“Where do you sleep at night?” seems to apply mostly to trademark owners residing in the US

(Revised to reflect news from another trademark practitioner that sometimes the Trademark Office has indeed pursued “where do you sleep at night” inquiries for at least a few non-US applicants.)

One peculiarity that I have not seen fully explored until now is the observed fact that the desire on the part of the Commissioner for Trademarks to know the street address where a trademark owner sleeps at night seems to apply almost exclusively to trademark owners residing within the US.

The Office Actions in which the Commissioner for Trademarks demands to know the street address where the owner sleeps at night, the Office actions that are triggered by the use of a Post Office Box, happen almost exclusively only if the owner’s address is in the US.  An owner of a trademark registration whose address is outside of the US, whose only address of record is a post office box, usually does not receive such an Office Action demanding to know where the owner sleeps at night.  Stating this as clearly as possible, the Commissioner for Trademarks mostly enforces its rule about requiring revelation to the USPTO personnel of where the owner sleeps at night in the special case where the owner’s address is in the US.

You might think that this highly selective demand to know where a person sleeps at night might be explained by the requirement that an owner located outside of the US hire a US attorney.
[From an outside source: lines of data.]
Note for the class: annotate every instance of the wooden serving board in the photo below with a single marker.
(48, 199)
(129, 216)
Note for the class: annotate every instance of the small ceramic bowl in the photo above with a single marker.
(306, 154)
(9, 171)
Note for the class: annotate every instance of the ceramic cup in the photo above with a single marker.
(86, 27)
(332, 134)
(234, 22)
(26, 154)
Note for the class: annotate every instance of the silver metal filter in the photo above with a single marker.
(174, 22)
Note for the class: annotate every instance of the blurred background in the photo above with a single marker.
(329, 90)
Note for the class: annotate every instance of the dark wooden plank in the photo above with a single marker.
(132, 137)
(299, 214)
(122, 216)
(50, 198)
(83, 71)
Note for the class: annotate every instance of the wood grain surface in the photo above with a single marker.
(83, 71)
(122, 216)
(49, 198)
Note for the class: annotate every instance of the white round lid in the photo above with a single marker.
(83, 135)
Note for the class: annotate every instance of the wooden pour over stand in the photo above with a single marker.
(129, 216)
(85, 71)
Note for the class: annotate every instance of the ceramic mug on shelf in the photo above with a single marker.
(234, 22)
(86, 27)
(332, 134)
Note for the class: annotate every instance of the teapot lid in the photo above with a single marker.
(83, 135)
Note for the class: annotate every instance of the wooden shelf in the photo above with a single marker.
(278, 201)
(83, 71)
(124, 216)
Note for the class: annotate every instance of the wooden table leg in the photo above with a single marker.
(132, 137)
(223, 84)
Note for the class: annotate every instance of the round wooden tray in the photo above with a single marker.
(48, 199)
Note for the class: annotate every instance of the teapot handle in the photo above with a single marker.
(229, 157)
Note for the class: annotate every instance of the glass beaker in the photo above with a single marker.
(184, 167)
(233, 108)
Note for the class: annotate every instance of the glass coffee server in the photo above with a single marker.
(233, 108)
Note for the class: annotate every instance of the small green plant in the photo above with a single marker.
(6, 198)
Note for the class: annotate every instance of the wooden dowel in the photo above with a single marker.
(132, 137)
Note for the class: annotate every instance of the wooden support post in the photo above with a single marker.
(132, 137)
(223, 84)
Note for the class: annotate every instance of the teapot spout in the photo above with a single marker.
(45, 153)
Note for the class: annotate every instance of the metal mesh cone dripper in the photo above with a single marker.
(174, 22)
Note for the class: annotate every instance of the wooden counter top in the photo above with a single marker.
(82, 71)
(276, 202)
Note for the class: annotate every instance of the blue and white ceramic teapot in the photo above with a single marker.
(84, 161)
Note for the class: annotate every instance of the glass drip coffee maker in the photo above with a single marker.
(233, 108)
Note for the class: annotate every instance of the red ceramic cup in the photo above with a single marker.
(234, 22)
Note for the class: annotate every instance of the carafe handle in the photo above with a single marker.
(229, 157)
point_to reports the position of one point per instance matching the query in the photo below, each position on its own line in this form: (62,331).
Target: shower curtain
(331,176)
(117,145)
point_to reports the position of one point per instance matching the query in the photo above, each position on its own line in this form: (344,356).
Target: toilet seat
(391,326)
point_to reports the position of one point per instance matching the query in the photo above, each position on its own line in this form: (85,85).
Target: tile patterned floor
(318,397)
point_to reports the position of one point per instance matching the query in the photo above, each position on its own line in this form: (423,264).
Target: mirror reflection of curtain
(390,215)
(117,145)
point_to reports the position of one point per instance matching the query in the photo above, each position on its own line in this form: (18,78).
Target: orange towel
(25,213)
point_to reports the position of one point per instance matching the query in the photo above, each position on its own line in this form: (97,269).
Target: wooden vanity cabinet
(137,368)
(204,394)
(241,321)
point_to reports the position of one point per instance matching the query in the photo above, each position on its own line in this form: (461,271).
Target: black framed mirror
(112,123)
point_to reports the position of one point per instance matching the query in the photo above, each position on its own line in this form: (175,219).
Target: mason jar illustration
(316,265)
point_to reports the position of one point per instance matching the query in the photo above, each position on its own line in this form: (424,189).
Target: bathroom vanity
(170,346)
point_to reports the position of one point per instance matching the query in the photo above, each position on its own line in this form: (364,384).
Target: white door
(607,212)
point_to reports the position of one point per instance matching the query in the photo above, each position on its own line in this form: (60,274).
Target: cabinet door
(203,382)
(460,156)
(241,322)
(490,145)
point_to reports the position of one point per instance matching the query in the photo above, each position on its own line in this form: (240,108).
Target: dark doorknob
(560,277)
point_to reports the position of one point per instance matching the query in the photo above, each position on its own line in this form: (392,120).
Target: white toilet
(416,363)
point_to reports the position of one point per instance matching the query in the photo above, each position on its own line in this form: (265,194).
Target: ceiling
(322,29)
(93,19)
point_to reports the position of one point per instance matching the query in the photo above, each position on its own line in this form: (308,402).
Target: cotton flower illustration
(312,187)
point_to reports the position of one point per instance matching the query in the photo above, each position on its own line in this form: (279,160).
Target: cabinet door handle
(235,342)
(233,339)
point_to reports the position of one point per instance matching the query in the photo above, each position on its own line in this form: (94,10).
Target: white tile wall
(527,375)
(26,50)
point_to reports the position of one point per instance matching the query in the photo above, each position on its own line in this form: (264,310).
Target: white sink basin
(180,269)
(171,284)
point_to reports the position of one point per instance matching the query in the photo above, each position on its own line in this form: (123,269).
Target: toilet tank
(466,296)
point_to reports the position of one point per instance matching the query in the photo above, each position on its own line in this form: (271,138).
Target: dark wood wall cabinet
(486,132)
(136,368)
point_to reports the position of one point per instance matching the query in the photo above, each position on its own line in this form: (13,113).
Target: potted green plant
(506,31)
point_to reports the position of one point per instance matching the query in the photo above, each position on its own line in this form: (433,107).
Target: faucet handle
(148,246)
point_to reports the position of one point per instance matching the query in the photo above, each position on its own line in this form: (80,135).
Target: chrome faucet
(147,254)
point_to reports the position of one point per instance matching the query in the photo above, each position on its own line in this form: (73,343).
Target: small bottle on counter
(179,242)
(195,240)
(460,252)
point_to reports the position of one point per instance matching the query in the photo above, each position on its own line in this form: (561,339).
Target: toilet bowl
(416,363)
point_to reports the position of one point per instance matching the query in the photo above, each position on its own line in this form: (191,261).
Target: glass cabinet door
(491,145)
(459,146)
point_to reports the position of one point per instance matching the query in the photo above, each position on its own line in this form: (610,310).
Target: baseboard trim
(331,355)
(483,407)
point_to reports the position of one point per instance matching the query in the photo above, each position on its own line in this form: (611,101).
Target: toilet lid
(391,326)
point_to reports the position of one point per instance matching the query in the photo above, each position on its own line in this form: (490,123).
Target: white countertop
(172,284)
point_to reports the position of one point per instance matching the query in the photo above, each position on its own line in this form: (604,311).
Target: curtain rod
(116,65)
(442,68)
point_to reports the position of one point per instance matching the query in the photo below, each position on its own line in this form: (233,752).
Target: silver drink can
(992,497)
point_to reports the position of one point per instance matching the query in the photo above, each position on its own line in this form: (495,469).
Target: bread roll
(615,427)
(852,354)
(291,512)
The idea might be that the Commissioner for Trademarks feels the need to know exactly where the owner sleeps at night so as to smoke out the owners whose domicile is outside of the US, since they are required to hire US counsel.  The Commissioner for Trademarks would not want such a non-US owner to be able to evade the requirement of hiring US counsel by the stratagem of renting a Post Office Box in the US.

But that dog won’t hunt.  The observed behavior of the Commissioner for Trademarks is that Office Actions like this are being mailed in cases where the owner is located in the US and has hired US counsel.  In other words even if the owner has hired US counsel, thus making it completely irrelevant whether or not the owner’s domicile is in the US for purposes of figuring out whether or not the owner should be required to hire US counsel, still the Commissioner for Trademarks demands to know the street address where that US owner sleeps at night.

And again to emphasize a point made above, in those cases where the owner has admitted that he or she resides outside of the US (and has of course hired US counsel), and where the owner has made us of a Post Office Box located outside of the US, inexplicably the Commissioner for Trademarks has only seldom mailed an Office Action requiring the owner to reveal where (outside of the US) the owner sleeps at night.

It is mostly in the special case where the owner is in the US that the Commissioner for Trademarks demands to know where the owner sleeps at night.  

The Rules that the Commissioner uses to justify this inquisitiveness into the street address where the owner sleeps at night do not exempt owners located outside of the US.  If the Commissioner were to carry out the Rules consistently, the Commissioner would be mailing out such Office Actions in all cases where a post office box located outside of the US was being used.

I wonder why it is that the Commissioner enforces those Rules so inconsistently depending upon whether the trademark owner’s post office box is inside the US or outside the US?